Be applicable to narrow inspection robot mechanism of patrolling and examining working space

Technical field

The utility model relates to mobile robot mechanism, specifically a kind ofly is applicable to narrow inspection robot mechanism of patrolling and examining working space.

Background technology

In existing inspection robot for ultra-high voltage power transmission lines mechanism, mostly adopt the composite moving mechanism that wheel type mobile and composite rod combine (referring to document: Jun Sawada, Kazuyuki Kusumoto, et a1.A Mobile Robot for Inspection of Power Transmission Lines[AI.IEEE transactions of Power De1ivery, 1991.6 (1) .309～315, POULIOT, N, MONTAMBAULT, S.LineScout Technology:From inspection to robotic maintenance on live transmission power lines[C] Robotics and Automation, 2009.ICRA ' 09.IEEE International Conference on, pp.1034-1040,12-17May 2009; WU Gongping, ZHENG Tuo, XIAO Hua, et al.Navigation, location and non-collision obstacles overcoming for high-voltage power transmission-line inspection robot[C] //Mechatronics and Automation, 2009.ICMA 2009.International Conference, pp.2014-2020,9-12Aug.2009.), complex structure, the weight of these mechanisms is large, energy consumption is high, is difficult to adapt to the polling transmission line operation situation of cat-head transmission tower small space.

The utility model content

For overcome the said mechanism complex structure, the weak point such as weight is large, energy consumption is high and security protection is poor when walking, the purpose of this utility model is to provide the narrow inspection robot mechanism of patrolling and examining working space that is applicable to that a kind of obstacle climbing ability is strong, security protection is good.

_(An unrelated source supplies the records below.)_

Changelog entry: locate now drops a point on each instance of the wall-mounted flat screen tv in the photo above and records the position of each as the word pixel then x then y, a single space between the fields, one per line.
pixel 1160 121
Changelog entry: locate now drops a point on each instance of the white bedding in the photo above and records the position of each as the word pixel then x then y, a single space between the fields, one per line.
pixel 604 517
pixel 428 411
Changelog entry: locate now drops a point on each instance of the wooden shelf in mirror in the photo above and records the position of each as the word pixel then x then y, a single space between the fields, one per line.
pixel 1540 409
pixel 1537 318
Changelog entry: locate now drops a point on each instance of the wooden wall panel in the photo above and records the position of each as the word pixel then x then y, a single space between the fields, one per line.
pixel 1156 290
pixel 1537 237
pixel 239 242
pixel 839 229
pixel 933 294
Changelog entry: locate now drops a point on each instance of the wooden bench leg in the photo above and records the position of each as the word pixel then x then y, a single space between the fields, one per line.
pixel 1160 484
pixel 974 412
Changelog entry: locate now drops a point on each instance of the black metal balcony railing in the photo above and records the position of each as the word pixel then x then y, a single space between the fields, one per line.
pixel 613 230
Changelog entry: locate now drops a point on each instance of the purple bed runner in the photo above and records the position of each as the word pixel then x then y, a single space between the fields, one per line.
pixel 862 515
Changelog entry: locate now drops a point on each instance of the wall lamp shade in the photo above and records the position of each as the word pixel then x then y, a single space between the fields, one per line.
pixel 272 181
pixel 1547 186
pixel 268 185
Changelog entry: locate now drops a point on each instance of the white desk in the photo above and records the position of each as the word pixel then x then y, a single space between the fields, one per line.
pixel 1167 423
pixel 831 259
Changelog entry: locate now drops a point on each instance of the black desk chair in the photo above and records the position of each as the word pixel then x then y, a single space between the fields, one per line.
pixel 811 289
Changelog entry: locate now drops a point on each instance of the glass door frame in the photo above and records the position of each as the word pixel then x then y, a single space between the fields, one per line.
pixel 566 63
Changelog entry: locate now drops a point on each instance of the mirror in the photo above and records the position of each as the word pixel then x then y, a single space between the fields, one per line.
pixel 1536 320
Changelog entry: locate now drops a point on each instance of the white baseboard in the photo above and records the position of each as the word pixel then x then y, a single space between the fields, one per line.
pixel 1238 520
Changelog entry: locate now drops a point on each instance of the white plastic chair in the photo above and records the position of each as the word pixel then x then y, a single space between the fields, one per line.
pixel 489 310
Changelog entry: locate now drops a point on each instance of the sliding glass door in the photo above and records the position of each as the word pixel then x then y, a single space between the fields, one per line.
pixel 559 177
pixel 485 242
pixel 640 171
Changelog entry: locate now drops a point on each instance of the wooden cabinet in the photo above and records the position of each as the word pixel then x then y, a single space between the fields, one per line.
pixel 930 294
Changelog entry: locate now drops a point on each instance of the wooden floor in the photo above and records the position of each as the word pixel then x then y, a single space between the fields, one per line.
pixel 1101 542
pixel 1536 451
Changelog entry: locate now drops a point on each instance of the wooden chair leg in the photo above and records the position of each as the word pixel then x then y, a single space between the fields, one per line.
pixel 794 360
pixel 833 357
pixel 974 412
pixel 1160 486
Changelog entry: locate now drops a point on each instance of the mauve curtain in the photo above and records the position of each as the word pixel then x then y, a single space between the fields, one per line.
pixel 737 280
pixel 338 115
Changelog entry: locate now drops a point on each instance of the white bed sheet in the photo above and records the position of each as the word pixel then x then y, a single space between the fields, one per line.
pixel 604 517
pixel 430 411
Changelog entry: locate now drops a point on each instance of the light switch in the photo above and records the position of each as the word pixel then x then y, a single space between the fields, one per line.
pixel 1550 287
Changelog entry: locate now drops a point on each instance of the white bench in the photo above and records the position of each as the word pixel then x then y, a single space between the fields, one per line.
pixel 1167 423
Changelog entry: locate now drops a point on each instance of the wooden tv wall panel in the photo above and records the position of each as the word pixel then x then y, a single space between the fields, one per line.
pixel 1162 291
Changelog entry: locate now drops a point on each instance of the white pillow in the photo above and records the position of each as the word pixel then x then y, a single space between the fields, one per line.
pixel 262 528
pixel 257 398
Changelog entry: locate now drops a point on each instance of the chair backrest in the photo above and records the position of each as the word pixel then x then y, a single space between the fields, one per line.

The purpose of this utility model is achieved through the following technical solutions:

The utility model comprises forearm and the rear arm that front casing, rear box, the first guide rail and structure are identical, wherein on forearm and the rear arm walking mechanism and clamping device are installed all, described walking mechanism and clamping device lay respectively at top and the below of aerial earth wire; Described the first guide rail is at least two, and each first guide rail is parallel to each other, and is respectively equipped with rotatable front casing and rear box at the two ends of the first guide rail, and described forearm and rear arm are installed in respectively on outermost two the first guide rails; Described forearm and rear arm all have along the first guide rail move, in the vertical direction lifting and at the three degree of freedom of vertical direction rotation.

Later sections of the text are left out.